For instance, this is the week when we suddenly discovered why Larry Tisch, the real estate person who is the new chief of CBS, has been firing people and trying to break the writers’ union at CBS News. He’s been saying it’s all got to do with a bloated news budget and the need to trim it down, but now we learn the truth is that Tisch and his brother Bob, who is the new postmaster general of the whole United States, have been having a personal cash flow problem.
You see, before they took their new jobs, when they were still just buying hotels and playing real-life Monopoly, they got involved in a big tax shelter scheme, based on fake stock losses. This is how the dodge worked: You invest some money in the enterprise and then, to make a profit, you deduct three or four times that amount as losses on your tax returns. Together, the Tisch Boys deducted more than $1.6 million. Well, along with a lot of other needy people, they’ve been caught by federal prosecutors and now they have to pay back not only the phony deductions but penalties and interest as well. So look for more job cuts at CBS; the money has to come from somewhere.
This was also the week when the homeless people of New York City became barter items in a new version of “Let’s Make a Deal.”
It seem that Mayor Edward Koch wants to build shelters for the homeless in all five boroughs, and Ralph Lamberti, the borough president of Staten Island, doesn’t want any in his backyard. So they struck a bargain. Lamberti said that rather than shelters for the homeless, he’d prefer a new jail with 3,000 to 4,000 criminals in it. The mayor said the swap was fine with him, he’d build the jail instead. Some unkind observers noted that Lamberti is under criminal investigation for allegedly using his public office to make money on land deals on Staten Island, and these cynics speculated that he might be trying to ensure that should things go bad for him, he’d at least have a place of confinement close to home.
Meanwhile, where will the homeless go? Don’t be surprised if the other borough presidents, observing Lamberti’s success, weigh in with their own barter deals. “Mr. Mayor, I’ll trade the homeless for a sewage treatment plant.” “Make mine a parking garage, Ed.” Come on down!!!
Taxis were big news this week, too. More yellow cabs are going to be allowed on the streets, and fares are going up, after remaining fixed for seven years. Some people think the drivers still don’t deserve a raise; they say that, in any case, most of the increase will go to the evil taxi “cartel” and not the drivers.
One of the major newspapers in this city has been making that argument editorially for a long time. The paper said this week that it wasn’t happy about the fare hike but would go along with it grudgingly if service was improved measurably for taxi users. “A good start,” said the paper, would be mandatory air-conditioning in all new cabs “to make life more comfortable for the rider.” There was no mention about the salutary effect it might have on the oven-baked driver who has to sit in the heat for a workday of 10 or 12 hours.

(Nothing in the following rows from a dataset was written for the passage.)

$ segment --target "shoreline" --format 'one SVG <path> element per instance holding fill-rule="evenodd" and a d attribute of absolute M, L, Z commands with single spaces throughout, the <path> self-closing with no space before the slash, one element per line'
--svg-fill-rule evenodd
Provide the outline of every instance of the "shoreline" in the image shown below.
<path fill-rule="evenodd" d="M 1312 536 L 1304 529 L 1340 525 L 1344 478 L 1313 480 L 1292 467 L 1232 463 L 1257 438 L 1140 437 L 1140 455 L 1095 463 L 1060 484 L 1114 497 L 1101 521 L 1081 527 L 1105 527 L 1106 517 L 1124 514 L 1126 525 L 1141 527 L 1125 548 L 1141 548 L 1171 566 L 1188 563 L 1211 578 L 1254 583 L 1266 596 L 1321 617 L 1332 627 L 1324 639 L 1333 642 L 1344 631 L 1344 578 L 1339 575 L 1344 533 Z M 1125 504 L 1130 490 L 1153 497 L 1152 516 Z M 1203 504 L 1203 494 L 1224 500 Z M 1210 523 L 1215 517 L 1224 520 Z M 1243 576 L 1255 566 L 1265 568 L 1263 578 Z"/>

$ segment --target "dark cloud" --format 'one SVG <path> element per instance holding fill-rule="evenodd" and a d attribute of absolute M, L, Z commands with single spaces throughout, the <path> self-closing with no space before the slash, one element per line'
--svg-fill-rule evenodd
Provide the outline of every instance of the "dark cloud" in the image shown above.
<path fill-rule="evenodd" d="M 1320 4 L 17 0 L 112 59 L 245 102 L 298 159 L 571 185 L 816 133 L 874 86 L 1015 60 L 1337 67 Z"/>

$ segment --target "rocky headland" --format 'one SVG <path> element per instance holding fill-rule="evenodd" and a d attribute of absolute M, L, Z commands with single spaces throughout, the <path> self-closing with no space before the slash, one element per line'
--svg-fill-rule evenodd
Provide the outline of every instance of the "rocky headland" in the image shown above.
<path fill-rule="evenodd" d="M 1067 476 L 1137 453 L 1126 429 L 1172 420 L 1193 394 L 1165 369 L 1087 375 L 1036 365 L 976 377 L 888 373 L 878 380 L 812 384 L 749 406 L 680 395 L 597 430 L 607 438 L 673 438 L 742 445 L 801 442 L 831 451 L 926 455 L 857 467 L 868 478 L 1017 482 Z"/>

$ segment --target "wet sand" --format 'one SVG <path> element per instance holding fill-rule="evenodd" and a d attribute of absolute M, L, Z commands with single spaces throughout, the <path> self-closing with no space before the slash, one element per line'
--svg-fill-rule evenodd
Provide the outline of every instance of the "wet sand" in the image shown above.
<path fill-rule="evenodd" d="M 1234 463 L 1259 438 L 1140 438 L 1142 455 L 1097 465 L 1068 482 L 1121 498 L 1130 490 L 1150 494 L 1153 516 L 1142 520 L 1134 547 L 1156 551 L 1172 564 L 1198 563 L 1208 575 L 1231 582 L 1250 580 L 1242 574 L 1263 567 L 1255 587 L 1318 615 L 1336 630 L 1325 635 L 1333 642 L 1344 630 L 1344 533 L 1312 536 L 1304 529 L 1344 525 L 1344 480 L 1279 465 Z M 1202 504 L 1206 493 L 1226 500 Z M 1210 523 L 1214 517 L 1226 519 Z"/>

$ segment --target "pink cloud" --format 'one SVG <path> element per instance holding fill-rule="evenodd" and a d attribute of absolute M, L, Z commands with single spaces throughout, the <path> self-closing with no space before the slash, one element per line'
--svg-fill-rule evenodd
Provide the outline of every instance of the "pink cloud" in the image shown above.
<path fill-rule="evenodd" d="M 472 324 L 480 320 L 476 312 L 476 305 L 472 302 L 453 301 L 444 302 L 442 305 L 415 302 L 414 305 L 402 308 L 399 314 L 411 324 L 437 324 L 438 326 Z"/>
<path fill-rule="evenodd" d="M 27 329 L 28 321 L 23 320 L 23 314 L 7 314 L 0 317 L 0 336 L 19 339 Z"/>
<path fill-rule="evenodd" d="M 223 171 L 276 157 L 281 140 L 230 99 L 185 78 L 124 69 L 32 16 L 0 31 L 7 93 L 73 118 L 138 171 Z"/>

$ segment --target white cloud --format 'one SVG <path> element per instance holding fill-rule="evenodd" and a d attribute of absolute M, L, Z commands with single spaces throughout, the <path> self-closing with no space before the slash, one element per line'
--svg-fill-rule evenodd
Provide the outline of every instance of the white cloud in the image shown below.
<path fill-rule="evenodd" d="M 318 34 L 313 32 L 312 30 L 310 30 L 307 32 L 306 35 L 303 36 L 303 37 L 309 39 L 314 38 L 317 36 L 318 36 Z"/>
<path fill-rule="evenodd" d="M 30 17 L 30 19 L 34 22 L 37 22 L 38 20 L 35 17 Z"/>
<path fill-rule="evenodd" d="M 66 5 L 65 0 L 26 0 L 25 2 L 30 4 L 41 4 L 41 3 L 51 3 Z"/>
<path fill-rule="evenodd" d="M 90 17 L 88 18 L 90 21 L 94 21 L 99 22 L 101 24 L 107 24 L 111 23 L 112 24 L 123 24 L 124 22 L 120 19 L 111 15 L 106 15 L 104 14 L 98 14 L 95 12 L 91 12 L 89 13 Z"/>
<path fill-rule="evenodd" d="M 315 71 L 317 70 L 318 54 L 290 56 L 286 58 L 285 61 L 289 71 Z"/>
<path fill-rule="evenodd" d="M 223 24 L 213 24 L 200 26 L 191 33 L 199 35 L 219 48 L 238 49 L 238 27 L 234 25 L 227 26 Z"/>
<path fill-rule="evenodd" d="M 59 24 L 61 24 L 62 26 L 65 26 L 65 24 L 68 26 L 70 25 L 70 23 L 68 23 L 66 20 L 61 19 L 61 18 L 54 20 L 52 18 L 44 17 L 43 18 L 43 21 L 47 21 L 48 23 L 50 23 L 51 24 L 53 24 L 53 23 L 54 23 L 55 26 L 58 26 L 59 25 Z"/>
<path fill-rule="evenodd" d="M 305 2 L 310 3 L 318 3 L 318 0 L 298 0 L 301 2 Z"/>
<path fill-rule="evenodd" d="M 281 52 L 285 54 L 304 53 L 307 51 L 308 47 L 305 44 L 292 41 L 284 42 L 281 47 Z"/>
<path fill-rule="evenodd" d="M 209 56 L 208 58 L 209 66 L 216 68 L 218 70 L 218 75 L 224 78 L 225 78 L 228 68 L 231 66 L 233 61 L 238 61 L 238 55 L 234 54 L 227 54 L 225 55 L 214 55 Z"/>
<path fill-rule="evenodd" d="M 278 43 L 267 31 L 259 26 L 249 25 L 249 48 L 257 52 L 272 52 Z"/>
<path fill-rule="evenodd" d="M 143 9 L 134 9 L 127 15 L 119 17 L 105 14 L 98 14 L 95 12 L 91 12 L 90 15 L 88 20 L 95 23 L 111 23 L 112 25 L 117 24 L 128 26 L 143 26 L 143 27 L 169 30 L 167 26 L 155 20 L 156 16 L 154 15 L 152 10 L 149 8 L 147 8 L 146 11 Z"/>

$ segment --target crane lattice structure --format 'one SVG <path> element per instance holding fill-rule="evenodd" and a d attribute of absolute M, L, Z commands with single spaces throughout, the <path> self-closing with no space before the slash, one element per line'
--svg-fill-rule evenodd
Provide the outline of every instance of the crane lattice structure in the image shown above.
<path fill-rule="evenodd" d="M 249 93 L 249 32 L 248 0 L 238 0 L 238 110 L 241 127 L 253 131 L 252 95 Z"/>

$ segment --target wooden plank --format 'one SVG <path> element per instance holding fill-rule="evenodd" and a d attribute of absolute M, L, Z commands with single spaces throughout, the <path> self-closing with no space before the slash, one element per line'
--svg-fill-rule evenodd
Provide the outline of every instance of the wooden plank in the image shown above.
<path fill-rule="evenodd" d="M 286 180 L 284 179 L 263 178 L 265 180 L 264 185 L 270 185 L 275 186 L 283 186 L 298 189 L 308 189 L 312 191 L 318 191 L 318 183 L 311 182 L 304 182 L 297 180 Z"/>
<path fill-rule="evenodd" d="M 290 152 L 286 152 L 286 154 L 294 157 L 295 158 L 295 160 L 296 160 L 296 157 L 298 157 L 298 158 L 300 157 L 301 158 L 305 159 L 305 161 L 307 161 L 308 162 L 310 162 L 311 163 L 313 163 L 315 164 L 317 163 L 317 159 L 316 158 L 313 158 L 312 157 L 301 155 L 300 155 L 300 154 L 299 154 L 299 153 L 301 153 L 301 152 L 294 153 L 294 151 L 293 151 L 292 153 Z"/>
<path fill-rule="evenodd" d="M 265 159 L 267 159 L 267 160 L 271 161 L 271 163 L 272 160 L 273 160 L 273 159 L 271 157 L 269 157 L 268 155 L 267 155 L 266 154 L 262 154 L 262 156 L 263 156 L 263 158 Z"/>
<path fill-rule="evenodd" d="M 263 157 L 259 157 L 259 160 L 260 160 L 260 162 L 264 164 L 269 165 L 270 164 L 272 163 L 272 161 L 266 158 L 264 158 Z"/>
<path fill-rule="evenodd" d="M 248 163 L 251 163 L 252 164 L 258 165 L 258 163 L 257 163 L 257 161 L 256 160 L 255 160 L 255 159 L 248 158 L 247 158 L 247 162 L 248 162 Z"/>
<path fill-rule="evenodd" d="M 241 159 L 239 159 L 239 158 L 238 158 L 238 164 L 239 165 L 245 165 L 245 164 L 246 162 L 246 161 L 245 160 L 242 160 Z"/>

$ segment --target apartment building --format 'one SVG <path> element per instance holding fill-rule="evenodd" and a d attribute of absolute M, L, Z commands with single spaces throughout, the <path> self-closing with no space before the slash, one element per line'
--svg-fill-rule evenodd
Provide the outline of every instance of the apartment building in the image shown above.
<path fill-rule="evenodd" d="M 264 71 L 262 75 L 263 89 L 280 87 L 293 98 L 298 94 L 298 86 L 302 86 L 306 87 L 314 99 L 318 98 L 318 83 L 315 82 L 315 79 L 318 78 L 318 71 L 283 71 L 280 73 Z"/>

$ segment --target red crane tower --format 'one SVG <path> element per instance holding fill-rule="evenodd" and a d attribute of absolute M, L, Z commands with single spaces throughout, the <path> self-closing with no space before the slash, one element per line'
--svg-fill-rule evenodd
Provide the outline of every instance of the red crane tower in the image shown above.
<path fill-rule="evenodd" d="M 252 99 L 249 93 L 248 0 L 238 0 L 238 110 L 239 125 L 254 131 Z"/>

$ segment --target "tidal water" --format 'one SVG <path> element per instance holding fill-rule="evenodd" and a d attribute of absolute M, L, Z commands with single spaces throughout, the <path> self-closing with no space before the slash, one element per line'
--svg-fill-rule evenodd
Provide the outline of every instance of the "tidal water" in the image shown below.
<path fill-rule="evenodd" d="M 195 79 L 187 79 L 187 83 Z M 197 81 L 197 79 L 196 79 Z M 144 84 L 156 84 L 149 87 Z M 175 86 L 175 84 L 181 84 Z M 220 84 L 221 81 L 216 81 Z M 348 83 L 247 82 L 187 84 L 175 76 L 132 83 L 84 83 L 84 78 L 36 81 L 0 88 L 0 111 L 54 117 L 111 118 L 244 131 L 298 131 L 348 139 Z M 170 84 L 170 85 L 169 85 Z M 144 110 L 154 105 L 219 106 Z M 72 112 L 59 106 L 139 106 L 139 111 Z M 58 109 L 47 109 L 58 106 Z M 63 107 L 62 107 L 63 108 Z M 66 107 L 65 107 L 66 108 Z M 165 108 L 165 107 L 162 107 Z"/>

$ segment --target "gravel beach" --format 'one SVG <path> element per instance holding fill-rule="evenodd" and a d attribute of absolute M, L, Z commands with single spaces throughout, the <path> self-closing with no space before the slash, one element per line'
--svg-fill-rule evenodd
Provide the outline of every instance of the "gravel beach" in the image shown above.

The paper had one final condition — cleanliness. The edict: “Drivers who allow trash to accumulate in the back of the cab should be brought up on charges” by taxi inspectors. What? No summonses as well for editorial writers and other kindred spirits who drop the trash there in the first place and expect taxi drivers to clean up after them?
The final story on my life actually broke last week, in The Wall Street Journal, but it qualifies because the plot remains open and there are so many unanswered questions. The story is that Barbara Walters, a star-of-stars for ABC News, had acted as a conduit for conveying to the White House certain information given to her by Manucher Ghorbanifar, an Iranian middleman whom she had interviewed and who had been heavily involved in the U.S. arms sales to Iran. Being a go-between in government affairs is not something a professional journalist is supposed to do in the normal course of things. And Walters has always assured us with a straight face that she is a newsperson, not an entertainer.
She says that on Dec. 12, the day after the interview was broadcast, Ghorbanifar called her — while the two were still in Monaco, the hardship outpost where this journalistic event took place — and asked her to carry private information to the White House. She said later, to The Wall Street Journal, that she “felt terrible” for acting as an intermediary but had agree to do it because she thought the information was important for President Reagan to receive.
She has never told the rest of us what this information consisted of. More important, she received it at a time when the Tower commission, at the request of the president himself, was trying to get to the bottom of how this debacle occurred. And she never gave her “important” information to the Tower commission. The question is, who is Walters working for — the White House, ABC, herself as celebrity? We could use an explanation.